The reduction of the cut-off point of FPG from 6.1 to 5.6 recommended by ADA in 2003 has been widely debated, especially in those publications dealing with its merits in predicting future diabetes [1013]. In the present study, we found a significantly higher risk of developing diabetes in non-diabetic subjects with FPG ranging from 5.6 to 6.0 mmol/l, compared with NGT subjects with FPG <5.6 mmol/l. Thus we recommend that a 75-g OGTT and a follow-up study should be applied to a person when his or her FPG is in the range of 5.6 to 6.0 mmol/l.

During middle age (50∼69 years), the prevalence of diabetes in males was higher than that of females, whereas after the age of 70, it was quite the opposite. A similar situation was also reported in India and Oman [14, 15]. Also males had a propensity for hypertension, dyslipidaemia and overweight, whereas females were more obese and exhibited much higher BMIs and higher levels of total cholesterol and LDL-cholesterol than males, especially in those with abnormal glucose tolerance. One possible explanation for such a male preponderance in early middle age may be that males are more susceptible to the consequences of indolence and obesity, possibly due to differences in insulin sensitivity and regional fat deposition [16]. Possible due to the longer life-span of women, such a male preponderance disappeared in older age groups.

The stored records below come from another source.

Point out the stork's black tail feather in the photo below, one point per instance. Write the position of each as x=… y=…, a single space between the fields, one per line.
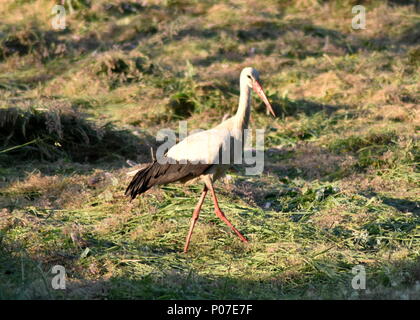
x=156 y=173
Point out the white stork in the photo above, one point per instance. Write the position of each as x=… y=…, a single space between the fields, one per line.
x=196 y=158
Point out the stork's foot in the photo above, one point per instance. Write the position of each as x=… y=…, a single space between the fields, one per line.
x=222 y=216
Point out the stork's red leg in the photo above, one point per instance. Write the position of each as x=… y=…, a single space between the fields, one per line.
x=195 y=218
x=222 y=216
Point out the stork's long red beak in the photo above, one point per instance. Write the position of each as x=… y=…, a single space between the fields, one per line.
x=259 y=90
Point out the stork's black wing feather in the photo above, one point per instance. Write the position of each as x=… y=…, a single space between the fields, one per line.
x=156 y=173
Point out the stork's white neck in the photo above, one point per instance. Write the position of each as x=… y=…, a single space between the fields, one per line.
x=244 y=108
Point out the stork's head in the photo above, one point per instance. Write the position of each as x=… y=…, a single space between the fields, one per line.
x=251 y=78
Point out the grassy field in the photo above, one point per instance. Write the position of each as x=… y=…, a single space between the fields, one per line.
x=341 y=181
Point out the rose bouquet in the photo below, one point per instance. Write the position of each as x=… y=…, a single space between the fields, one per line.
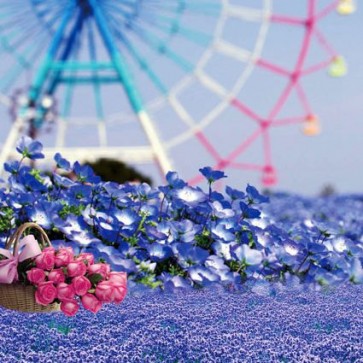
x=61 y=277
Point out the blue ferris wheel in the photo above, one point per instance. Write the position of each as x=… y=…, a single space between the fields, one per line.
x=144 y=81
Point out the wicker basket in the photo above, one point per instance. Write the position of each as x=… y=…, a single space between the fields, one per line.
x=17 y=296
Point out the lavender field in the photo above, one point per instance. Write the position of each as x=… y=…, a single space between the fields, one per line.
x=198 y=326
x=230 y=276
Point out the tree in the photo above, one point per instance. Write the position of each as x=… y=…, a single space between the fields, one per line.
x=117 y=171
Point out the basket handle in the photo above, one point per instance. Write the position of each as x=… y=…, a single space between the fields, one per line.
x=15 y=237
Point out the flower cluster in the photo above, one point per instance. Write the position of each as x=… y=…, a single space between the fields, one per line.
x=179 y=236
x=291 y=326
x=60 y=276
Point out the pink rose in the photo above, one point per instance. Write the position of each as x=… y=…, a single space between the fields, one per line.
x=120 y=277
x=36 y=275
x=56 y=275
x=105 y=291
x=45 y=260
x=76 y=268
x=119 y=293
x=49 y=249
x=99 y=268
x=69 y=307
x=81 y=285
x=110 y=291
x=46 y=293
x=64 y=256
x=91 y=303
x=65 y=291
x=86 y=256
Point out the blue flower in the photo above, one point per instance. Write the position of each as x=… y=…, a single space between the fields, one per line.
x=159 y=252
x=212 y=175
x=191 y=196
x=85 y=174
x=29 y=148
x=62 y=163
x=246 y=254
x=254 y=196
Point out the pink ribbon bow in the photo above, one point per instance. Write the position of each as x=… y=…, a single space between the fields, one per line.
x=9 y=267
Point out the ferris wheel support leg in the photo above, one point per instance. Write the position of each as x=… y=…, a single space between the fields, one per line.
x=131 y=91
x=8 y=146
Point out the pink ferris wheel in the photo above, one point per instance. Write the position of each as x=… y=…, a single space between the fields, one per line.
x=174 y=85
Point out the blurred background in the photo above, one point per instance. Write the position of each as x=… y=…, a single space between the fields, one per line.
x=198 y=84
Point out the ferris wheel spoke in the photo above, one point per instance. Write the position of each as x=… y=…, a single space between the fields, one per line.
x=232 y=51
x=141 y=61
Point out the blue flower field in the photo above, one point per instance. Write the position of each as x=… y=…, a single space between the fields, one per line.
x=213 y=275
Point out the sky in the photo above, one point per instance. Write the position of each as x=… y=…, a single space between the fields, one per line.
x=304 y=164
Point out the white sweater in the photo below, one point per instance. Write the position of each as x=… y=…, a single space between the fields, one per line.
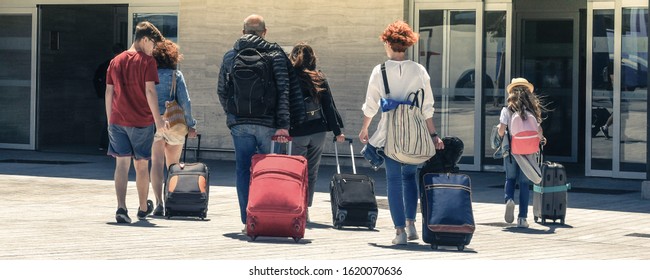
x=404 y=77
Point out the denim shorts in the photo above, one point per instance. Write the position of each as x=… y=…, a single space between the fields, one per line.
x=130 y=141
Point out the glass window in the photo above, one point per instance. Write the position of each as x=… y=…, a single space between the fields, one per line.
x=494 y=59
x=602 y=100
x=15 y=78
x=448 y=51
x=634 y=84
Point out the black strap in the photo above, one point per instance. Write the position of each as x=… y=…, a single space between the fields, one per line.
x=383 y=74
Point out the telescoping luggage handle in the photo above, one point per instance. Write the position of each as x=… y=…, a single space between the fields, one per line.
x=336 y=152
x=274 y=140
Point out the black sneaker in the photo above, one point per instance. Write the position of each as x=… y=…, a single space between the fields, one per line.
x=605 y=131
x=122 y=216
x=142 y=215
x=159 y=211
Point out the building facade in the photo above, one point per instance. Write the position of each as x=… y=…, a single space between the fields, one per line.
x=585 y=57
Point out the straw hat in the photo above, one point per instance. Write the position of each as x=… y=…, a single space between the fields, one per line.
x=520 y=82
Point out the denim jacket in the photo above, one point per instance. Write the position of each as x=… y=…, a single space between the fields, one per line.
x=182 y=95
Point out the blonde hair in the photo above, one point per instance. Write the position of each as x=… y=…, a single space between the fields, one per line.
x=520 y=98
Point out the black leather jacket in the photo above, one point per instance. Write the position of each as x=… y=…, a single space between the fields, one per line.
x=290 y=108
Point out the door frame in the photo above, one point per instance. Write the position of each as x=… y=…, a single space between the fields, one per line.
x=495 y=7
x=617 y=6
x=575 y=17
x=463 y=6
x=33 y=12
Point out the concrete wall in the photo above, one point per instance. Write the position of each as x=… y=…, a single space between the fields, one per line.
x=344 y=34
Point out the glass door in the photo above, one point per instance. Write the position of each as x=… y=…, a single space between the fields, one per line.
x=449 y=48
x=17 y=78
x=617 y=88
x=496 y=61
x=547 y=57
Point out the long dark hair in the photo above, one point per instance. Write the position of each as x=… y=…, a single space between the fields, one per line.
x=303 y=60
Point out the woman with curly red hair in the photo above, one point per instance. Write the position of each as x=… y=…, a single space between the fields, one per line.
x=167 y=147
x=404 y=76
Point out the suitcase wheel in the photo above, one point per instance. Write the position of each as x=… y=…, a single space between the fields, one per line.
x=373 y=220
x=341 y=216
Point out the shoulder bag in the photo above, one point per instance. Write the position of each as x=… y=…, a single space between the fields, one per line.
x=174 y=114
x=408 y=140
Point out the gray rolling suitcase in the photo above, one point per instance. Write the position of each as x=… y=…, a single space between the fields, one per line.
x=352 y=196
x=550 y=197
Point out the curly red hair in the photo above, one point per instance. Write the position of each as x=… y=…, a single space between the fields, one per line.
x=167 y=54
x=400 y=36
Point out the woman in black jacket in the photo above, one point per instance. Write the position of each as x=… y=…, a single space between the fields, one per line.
x=321 y=115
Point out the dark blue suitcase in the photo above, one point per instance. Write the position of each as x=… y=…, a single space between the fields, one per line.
x=446 y=205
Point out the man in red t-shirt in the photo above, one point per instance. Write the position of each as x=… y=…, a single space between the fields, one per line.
x=132 y=111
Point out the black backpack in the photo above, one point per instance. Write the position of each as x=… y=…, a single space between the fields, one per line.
x=251 y=84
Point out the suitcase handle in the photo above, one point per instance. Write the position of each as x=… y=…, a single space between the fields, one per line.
x=336 y=153
x=274 y=139
x=196 y=152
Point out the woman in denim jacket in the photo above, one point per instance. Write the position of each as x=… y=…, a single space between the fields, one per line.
x=166 y=148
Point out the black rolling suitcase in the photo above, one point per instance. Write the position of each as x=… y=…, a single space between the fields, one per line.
x=446 y=205
x=550 y=197
x=352 y=196
x=446 y=160
x=599 y=116
x=187 y=189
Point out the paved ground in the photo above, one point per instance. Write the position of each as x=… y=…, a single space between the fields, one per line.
x=61 y=207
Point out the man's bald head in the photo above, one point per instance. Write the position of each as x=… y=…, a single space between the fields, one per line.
x=254 y=24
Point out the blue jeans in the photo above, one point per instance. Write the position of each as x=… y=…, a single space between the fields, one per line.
x=514 y=175
x=402 y=191
x=248 y=140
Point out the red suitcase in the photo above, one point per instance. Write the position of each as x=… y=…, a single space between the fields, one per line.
x=277 y=200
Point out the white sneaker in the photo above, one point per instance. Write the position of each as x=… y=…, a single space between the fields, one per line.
x=411 y=232
x=510 y=211
x=521 y=222
x=400 y=239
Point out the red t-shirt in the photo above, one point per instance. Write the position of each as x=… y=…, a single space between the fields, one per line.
x=128 y=73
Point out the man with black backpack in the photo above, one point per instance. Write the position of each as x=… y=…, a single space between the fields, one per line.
x=261 y=97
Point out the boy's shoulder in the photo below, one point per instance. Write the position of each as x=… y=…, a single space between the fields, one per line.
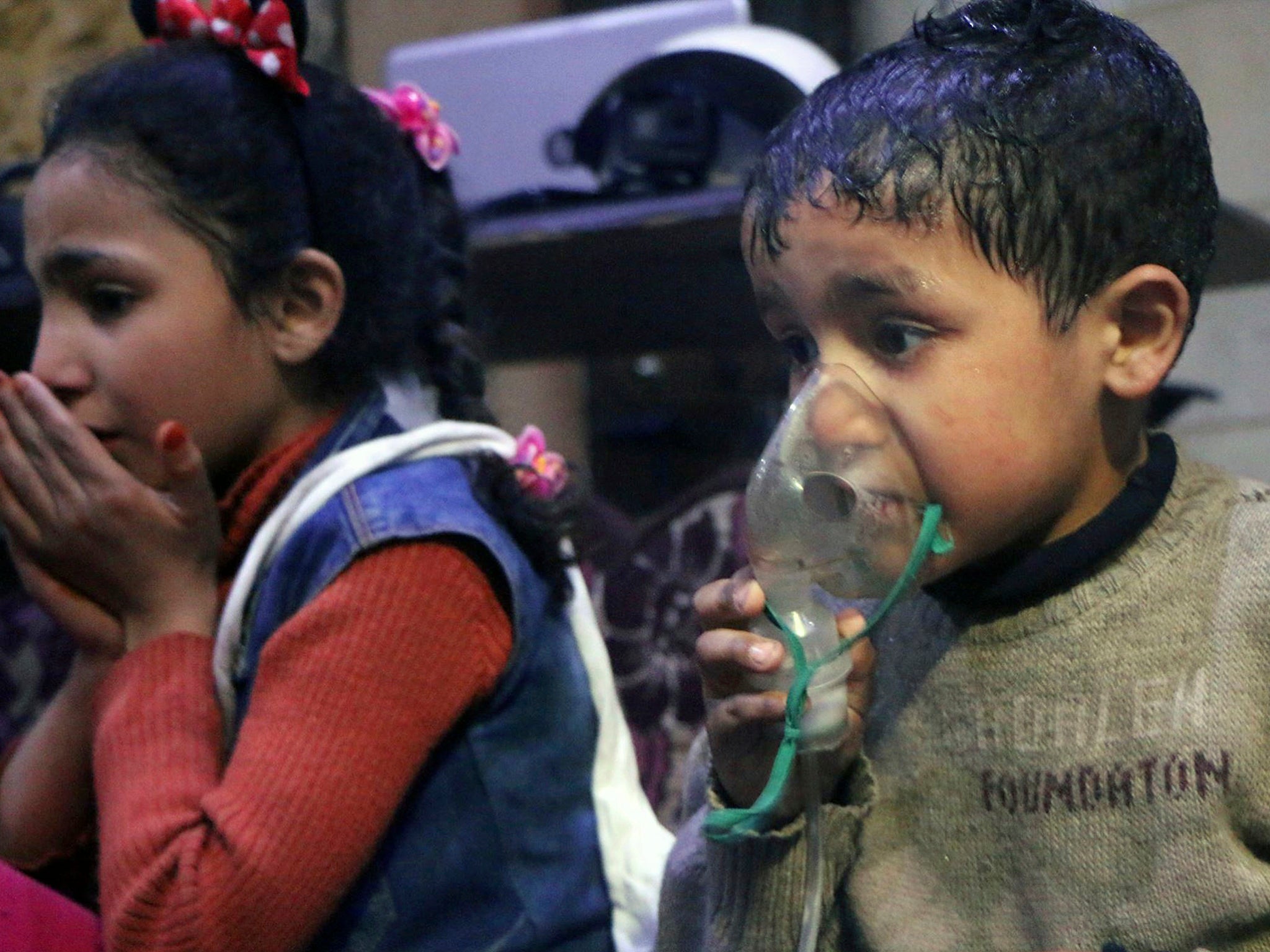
x=1253 y=491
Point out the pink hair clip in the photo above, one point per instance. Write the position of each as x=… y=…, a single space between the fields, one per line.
x=418 y=115
x=540 y=471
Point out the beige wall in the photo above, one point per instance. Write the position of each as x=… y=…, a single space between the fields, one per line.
x=374 y=27
x=42 y=45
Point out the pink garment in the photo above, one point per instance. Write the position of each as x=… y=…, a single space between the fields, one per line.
x=35 y=918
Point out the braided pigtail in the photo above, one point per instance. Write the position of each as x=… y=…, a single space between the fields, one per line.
x=453 y=364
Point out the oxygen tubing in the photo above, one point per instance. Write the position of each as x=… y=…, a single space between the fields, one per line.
x=733 y=824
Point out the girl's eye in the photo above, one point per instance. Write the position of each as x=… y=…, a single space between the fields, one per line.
x=109 y=302
x=897 y=338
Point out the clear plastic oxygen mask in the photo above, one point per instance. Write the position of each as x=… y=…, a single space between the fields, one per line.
x=835 y=518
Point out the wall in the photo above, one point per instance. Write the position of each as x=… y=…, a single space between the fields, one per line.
x=1223 y=47
x=374 y=27
x=42 y=45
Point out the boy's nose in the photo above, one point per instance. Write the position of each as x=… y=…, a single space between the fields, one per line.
x=843 y=418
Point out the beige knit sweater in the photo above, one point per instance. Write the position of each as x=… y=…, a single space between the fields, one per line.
x=1093 y=770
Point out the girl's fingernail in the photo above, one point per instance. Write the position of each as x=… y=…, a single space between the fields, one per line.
x=762 y=653
x=174 y=438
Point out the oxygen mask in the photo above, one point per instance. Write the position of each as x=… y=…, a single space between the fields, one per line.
x=836 y=517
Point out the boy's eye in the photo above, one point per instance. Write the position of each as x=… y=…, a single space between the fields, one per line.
x=801 y=348
x=897 y=338
x=107 y=302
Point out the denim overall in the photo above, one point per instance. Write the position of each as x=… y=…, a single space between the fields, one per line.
x=494 y=845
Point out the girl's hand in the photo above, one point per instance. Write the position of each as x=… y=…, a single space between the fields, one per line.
x=95 y=632
x=144 y=557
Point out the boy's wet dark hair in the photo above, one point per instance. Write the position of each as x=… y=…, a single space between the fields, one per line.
x=1068 y=143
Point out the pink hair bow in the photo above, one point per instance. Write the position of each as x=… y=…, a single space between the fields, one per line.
x=266 y=35
x=418 y=115
x=540 y=471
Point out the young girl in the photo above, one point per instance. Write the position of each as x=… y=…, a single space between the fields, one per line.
x=251 y=275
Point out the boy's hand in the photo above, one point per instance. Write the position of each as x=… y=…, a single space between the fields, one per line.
x=745 y=723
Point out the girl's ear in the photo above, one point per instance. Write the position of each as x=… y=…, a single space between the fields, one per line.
x=306 y=306
x=1147 y=311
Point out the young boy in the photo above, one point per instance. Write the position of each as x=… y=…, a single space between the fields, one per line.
x=1002 y=225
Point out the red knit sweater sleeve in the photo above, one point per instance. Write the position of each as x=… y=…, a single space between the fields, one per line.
x=352 y=695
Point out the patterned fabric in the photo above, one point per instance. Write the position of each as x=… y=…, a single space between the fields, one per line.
x=35 y=658
x=643 y=593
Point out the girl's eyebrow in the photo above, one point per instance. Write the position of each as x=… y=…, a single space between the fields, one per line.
x=65 y=263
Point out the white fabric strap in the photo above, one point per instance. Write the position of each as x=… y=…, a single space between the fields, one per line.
x=633 y=843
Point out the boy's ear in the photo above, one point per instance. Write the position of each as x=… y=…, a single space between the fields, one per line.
x=1146 y=311
x=305 y=307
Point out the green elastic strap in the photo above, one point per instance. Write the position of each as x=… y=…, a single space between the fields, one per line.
x=733 y=824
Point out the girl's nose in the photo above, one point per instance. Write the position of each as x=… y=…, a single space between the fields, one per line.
x=59 y=362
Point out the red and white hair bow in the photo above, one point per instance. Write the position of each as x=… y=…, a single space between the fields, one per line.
x=266 y=35
x=418 y=115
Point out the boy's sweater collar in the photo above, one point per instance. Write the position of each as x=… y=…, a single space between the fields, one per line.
x=1003 y=584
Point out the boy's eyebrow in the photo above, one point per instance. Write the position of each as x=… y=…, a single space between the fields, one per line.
x=68 y=262
x=851 y=286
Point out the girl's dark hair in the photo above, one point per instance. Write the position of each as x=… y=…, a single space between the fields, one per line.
x=1068 y=143
x=258 y=174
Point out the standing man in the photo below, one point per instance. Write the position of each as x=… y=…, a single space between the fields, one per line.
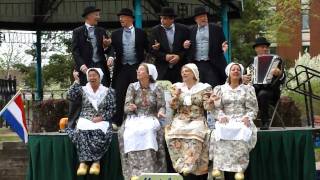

In summary, the prevalence of diabetes and IGR in a Chinese urban population has increased at a dramatic rate over the past decades. The onset of type 2 diabetes begins at younger ages than previously expected. More than two out of every five people with diabetes are undiagnosed. This finding is indicative of a lack of population-based diabetes screening programmes and a recent and relatively rapid increase in the incidence of diabetes. Our results should encourage the development and implementation of such a screening programme in order to minimise the medical and financial costs of diabetes-related complications.